Last week, the Old Adobe school board voted to move the program to Bernard Eldredge Elementary School, closed in 2010 due to declining enrollment.
“Many parents are recognizing that having a second language is a skill that’s very important for their children,” Pilar said. “Parents are looking for schools that are offering unique programs in addition to the core curriculum and we’re just thrilled about this program and the potential it holds for our families.”
Dual immersion begins in kindergarten with native English and Spanish speaking students in the same classroom. About 90 percent of instruction is in Spanish the first year, but it's gradually reduced so that by the time students reach fifth grade, instruction is spread evenly between English and Spanish.
And it's not just Latino parents seeking out dual immersion.
Tracy Perlich, a mother of two, moved to Petaluma specifically so that her children could attend the program.
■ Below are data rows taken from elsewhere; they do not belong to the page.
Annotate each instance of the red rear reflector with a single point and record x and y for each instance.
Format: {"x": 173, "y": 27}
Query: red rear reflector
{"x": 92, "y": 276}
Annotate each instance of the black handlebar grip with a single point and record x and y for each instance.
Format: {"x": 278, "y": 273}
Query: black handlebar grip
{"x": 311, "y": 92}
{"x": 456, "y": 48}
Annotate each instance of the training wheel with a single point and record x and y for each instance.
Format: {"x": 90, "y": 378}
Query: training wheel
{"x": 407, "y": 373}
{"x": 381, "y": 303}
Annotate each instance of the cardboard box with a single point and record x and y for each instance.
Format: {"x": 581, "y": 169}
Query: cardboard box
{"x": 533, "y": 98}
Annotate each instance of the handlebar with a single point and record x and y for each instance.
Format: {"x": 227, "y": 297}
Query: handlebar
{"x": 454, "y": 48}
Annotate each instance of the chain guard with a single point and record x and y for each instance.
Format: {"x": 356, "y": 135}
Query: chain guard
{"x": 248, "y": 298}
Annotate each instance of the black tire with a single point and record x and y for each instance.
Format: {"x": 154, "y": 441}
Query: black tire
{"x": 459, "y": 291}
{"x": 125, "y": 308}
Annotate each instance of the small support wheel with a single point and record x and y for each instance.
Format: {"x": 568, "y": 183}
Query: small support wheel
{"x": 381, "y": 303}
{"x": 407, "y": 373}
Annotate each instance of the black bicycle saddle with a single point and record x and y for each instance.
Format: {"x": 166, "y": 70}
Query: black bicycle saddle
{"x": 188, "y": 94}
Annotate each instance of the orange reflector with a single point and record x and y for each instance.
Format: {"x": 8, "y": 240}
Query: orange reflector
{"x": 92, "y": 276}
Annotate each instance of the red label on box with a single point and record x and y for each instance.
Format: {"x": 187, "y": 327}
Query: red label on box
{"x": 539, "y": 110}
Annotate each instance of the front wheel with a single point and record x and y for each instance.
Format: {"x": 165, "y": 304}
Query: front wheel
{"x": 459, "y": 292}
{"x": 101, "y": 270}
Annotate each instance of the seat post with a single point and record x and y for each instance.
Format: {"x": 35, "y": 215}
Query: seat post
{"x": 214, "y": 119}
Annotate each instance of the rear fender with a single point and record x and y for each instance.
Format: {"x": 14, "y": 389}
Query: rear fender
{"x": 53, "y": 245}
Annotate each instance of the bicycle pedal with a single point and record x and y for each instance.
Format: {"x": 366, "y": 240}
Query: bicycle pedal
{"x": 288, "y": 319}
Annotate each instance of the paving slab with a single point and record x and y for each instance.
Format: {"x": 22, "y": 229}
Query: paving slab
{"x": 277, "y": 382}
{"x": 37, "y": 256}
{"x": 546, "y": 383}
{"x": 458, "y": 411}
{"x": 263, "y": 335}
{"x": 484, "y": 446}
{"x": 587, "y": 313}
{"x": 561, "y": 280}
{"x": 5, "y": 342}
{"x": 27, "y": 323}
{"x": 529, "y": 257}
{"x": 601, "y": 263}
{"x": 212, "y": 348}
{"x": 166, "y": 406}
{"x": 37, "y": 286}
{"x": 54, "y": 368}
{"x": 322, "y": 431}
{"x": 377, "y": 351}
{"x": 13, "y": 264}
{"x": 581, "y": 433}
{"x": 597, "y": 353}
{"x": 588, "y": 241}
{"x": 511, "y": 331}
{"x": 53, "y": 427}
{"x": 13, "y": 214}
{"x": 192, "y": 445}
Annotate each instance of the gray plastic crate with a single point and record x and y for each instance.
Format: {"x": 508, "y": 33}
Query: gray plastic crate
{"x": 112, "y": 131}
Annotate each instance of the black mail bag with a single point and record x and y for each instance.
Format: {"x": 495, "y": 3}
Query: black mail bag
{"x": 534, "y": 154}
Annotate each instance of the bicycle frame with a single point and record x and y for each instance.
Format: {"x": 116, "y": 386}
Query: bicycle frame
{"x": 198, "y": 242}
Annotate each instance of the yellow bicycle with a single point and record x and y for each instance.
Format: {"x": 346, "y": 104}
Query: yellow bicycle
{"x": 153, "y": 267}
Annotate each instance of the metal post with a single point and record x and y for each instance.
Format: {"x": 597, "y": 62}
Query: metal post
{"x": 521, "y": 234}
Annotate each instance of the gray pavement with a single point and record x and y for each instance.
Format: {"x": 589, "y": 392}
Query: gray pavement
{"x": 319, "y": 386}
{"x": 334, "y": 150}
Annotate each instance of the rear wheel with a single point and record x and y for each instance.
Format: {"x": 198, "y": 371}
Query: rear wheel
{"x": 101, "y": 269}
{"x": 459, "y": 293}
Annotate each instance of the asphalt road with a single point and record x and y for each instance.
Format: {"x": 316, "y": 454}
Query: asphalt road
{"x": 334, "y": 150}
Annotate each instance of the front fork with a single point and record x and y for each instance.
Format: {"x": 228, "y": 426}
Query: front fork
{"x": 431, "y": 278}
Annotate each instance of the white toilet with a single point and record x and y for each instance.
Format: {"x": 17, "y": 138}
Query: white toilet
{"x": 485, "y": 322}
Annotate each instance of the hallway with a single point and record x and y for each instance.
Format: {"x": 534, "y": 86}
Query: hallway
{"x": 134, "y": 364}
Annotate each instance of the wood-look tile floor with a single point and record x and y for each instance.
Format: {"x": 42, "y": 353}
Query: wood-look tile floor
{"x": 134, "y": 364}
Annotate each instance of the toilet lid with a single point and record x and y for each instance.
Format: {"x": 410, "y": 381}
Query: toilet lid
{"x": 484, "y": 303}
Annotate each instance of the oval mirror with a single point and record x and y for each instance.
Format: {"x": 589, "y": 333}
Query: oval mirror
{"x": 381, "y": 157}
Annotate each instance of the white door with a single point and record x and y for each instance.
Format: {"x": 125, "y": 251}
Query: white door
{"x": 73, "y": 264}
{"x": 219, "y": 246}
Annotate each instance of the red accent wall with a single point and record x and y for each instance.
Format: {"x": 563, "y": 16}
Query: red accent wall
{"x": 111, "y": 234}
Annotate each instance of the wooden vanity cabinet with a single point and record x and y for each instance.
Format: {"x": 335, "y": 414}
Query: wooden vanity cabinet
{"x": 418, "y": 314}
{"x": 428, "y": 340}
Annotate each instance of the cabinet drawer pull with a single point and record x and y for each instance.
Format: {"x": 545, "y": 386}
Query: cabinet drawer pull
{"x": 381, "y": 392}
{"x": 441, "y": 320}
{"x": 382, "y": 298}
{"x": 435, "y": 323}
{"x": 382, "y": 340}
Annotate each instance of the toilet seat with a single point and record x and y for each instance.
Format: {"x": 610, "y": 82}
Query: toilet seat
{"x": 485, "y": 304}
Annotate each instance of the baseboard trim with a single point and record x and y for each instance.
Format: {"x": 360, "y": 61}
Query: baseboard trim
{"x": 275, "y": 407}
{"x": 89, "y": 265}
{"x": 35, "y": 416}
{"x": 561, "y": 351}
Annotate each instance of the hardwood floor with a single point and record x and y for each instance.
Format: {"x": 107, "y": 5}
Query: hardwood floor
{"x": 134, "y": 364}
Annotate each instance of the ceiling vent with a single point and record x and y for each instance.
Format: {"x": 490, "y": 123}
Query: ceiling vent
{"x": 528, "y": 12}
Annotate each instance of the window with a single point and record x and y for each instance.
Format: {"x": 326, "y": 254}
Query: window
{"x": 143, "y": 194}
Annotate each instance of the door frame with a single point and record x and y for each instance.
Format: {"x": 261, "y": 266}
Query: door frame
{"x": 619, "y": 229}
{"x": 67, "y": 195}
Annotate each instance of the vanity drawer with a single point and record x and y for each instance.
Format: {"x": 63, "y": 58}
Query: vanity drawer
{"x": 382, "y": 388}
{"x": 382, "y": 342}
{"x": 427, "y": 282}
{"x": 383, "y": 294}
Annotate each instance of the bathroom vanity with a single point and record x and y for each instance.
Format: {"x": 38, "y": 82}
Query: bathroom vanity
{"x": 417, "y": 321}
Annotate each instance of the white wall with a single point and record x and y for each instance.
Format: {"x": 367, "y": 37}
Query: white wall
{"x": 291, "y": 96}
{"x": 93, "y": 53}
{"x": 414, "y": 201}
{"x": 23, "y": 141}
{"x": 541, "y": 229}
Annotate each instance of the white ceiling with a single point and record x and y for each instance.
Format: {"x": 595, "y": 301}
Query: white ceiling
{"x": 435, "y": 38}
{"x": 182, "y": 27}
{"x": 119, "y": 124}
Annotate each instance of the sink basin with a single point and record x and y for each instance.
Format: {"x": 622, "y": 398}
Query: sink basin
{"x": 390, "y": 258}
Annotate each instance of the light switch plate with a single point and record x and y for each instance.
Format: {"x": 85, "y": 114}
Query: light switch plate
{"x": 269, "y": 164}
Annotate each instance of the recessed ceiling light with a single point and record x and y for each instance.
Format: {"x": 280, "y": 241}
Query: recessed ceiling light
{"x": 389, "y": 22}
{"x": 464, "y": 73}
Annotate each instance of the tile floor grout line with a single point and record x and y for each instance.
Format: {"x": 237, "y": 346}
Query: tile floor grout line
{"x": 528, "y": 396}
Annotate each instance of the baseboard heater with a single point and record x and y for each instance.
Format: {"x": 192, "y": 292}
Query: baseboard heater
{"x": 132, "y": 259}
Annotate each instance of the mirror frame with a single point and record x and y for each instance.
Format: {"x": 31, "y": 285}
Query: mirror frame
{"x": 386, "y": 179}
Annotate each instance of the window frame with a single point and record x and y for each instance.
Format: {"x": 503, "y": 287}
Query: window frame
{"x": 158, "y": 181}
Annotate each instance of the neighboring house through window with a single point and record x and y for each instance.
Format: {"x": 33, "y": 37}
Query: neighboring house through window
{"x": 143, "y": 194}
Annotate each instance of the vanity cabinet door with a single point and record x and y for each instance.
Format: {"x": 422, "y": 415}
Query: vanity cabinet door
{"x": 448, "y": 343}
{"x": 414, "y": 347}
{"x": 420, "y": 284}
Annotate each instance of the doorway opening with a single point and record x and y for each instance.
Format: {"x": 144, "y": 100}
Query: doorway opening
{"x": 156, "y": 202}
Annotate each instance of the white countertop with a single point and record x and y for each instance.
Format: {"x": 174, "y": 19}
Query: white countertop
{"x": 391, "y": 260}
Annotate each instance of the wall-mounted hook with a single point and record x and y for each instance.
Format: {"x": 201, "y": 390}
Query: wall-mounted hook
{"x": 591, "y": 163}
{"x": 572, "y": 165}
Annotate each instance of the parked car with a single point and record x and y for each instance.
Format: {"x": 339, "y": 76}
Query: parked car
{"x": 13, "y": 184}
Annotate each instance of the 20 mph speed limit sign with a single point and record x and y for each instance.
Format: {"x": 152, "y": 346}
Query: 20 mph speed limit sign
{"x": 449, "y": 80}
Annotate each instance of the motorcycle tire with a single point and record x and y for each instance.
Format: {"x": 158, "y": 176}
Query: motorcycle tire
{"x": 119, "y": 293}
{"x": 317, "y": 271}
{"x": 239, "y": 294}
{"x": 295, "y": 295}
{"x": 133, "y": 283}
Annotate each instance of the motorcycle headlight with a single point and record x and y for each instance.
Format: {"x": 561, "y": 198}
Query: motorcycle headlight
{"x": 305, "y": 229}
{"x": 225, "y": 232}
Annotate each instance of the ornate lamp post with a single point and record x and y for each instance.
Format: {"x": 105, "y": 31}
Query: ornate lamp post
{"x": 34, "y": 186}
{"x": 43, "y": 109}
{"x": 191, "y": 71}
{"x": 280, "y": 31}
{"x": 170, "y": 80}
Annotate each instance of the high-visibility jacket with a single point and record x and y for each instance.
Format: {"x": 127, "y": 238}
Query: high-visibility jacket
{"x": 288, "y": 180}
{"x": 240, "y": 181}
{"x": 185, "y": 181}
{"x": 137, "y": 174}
“I think every child in the States should be bilingual,” Perlich said. “They need to speak two languages and if you educate them in two languages, they don’t have to learn it later on…It helps them get into college, improves their chance of getting a job and is just the way of the future.”
Many other districts have been slow to take on the program, in part because of additional funding for staff development and materials in another language.
But Cindy Pilar, the district superintendent, said the only additional costs will come from hiring a librarian and counselor for the school. (Bernard Eldredge already has a custodian, since it has been used for professional development and as a preschool site.)
The district will also be hiring a new principal to be in place by January 2013. The program will officially move to the new campus by August 2013.